It is often desirable to backsurge fluid through the well casing perforations and perforation tunnels which interconnect a well with the surrounding reservoir. This tends to flush out any perforation gun debris or other solid particles that might impede the flow of fluid.
As indicated by the McCauley, Barnes and Suman U.S. Pat. No. 3,743,021, in many wells, such a backsurging can be mechanically induced by a rapid intake of fluid into low pressure chambers positioned within the casing. But, in relatively shallow wells, or wells in pressure-depleted reservoirs, a mechanically-induced backsurging may be difficult or undesirable. The lack of pressure differential into the wellbore may make it hard to arrange a low pressure chamber capable of providing enough pressure drop to effectively backflush the perforations.
A copending patent application by E. A. Richardson and R. F. Scheuerman, Ser. No. 902,636, filed May 4, 1978, describes a process for initiating a generation of a controlled amount of nitrogen gas within a wellbore and/or an adjacent reservoir. The gas-generating process is used to initiate a production of fluid from a well from which the production is impeded by the hydrostatic pressure of the liquid in the wellbore. In the process of the 902,636 application, the gas-generating liquid contains both a compound that can be oxidized to yield nitrogen gas and an oxidizing agent capable of effecting the oxidation. The composition of the gas-generating liquid is correlated with the pressure, temperature and volume properties of the reservoir and well conduits so that the pressure and volume of the generated gas causes liquid to be displaced from the wellbore. Enough liquid is displaced to reduce the hydrostatic pressure to less than the fluid pressure in the adjacent portion of the reservoir and cause fluid to flow from the reservoir. The disclosures of the 902,636 application are incorporated herein by cross-reference.

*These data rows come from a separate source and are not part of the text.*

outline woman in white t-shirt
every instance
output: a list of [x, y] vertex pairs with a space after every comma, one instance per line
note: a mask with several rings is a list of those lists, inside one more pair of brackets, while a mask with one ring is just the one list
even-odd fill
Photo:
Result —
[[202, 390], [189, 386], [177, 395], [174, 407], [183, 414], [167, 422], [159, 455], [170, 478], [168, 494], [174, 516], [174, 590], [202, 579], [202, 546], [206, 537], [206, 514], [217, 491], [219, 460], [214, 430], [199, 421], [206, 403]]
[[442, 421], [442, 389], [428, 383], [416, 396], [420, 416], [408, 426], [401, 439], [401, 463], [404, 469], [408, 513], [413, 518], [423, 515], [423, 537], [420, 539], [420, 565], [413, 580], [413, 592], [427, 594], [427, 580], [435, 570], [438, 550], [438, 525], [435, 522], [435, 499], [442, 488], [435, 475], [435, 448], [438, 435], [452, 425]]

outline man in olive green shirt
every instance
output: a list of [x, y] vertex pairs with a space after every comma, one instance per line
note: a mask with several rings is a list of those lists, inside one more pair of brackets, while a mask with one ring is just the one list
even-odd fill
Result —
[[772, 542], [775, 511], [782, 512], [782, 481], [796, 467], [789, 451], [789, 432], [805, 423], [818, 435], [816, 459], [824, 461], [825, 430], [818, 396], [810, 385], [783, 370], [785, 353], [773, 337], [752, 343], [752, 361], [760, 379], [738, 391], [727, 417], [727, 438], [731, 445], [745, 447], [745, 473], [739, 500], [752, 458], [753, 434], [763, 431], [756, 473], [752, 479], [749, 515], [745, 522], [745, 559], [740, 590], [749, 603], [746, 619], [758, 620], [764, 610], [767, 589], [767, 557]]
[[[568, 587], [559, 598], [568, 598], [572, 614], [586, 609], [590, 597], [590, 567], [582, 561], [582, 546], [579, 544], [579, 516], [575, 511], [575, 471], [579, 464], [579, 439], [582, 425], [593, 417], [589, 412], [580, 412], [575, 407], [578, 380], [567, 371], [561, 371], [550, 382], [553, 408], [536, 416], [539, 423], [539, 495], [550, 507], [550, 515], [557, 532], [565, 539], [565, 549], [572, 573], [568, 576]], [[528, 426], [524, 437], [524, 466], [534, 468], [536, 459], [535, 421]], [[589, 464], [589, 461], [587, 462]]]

We have now discovered that (a) the gas-generating reaction process of the 902,636 application can operate in the presence of both a reaction-delaying buffer and a buffer-overriding reactant, (b) the so-modified solution can be injected through a wellbore and into a reservoir to there provide a very fast-rising pulse of both fluid pressure and heat within a near-well portion of the reservoir, and (c) such a provision of such a pulse can initiate a perforation-cleaning backsurge of fluid through the perforations in a well casing.